Create a decision tree classifier using the scikit-learn library to predict whether a patient has diabetes or not based on their age, BMI, and blood pressure.
from sklearn import datasets
from sklearn.tree import DecisionTreeClassifier
# Load the diabetes dataset
diabetes = datasets.load_diabetes()
X = diabetes.data[:, :3]
y = diabetes.target
# Create an instance of the DecisionTreeClassifier class
model = DecisionTreeClassifier()
# Fit the model to the training data
model.fit(X, y)
# Predict the class label for a given set of input values
X_pred = [[40, 1, 180]]
y_pred = model.predict(X_pred)
print(y_pred)
This will print the predicted class label (either 0 or 1) for a patient with age 40, BMI 1, and blood pressure 180.
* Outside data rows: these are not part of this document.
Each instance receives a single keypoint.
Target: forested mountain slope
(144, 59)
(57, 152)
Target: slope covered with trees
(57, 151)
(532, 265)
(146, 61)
Create a K-Means clustering model using the scikit-learn library to group customers into different clusters based on their annual income and spending score.
from sklearn.cluster import KMeans
# Load the customer data
X = [[50000, 50], [60000, 60], [70000, 70], [80000, 80], [90000, 90], [100000, 100]]
# Create an instance of the KMeans class
model = KMeans(n_clusters=3)
# Fit the model to the data
model.fit(X)
# Predict the cluster labels for a given set of input values
X_pred = [[50000, 50], [60000, 60], [70000, 70], [80000, 80], [90000, 90], [100000, 100]]
y_pred = model.predict(X_pred)
print(y_pred)
This will print the cluster labels (either 0, 1, or 2) for each customer based on their annual income and spending score.
Create a random forest classifier using the scikit-learn library to predict whether a patient has heart disease or not based on their age, sex, cholesterol, and blood pressure.
from sklearn import datasets
from sklearn.ensemble import RandomForestClassifier
# Load the heart disease dataset
heart_disease = datasets.load_heart_disease()
X = heart_disease.data[:, :4]
y = heart_disease.target
# Create an instance of the RandomForestClassifier class
model = RandomForestClassifier()
# Fit the model to the training data
model.fit(X, y)
# Predict the class label for a given set of input values
X_pred = [[40, 1, 180, 1]]
y_pred = model.predict(X_pred)
print(y_pred)
This will print the predicted class label (either 0 or 1) for a patient with age 40, sex 1, cholesterol 180, and blood pressure 1.